А те, что стояли одетые и сытые множеством рядов лицом к лицу с железными шеренгами исхудалых, голых людей, те чувствовали себя сиротами в этом неиспытанном торжестве и, не стыдясь просившихся на глаза слез, поломали ряды и, все смывая, двинулись всесокрушающей лавиной к повозке, на которой стоял оборванный, полубосой, исхудалый Кожух. И покатилось до самых до степных до краев:

— Оте-ец наш!! Веди нас, куды знаешь… и мы свои головы сложим!

Тысячи рук протянулись к нему, стащили его, тысячи рук подняли его над плечами, над головами и понесли.
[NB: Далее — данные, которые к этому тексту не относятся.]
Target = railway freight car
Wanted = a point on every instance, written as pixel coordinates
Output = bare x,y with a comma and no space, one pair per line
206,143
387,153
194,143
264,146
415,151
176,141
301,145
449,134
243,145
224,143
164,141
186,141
И дрогнула степь на десятки верст, всколыхнутая бесчисленными человеческими голосами:

— Урра-а! урра-а! а-а-а… батькови Кожуху!..

Кожуха несли и там, где стояли стройные ряды; несли и там, где стояла артиллерия; пронесли и между лошадьми эскадронов, и всадники оборачивались на седлах и с восторженно изменившимися лицами, темнея открытыми ртами, без перерыва кричали.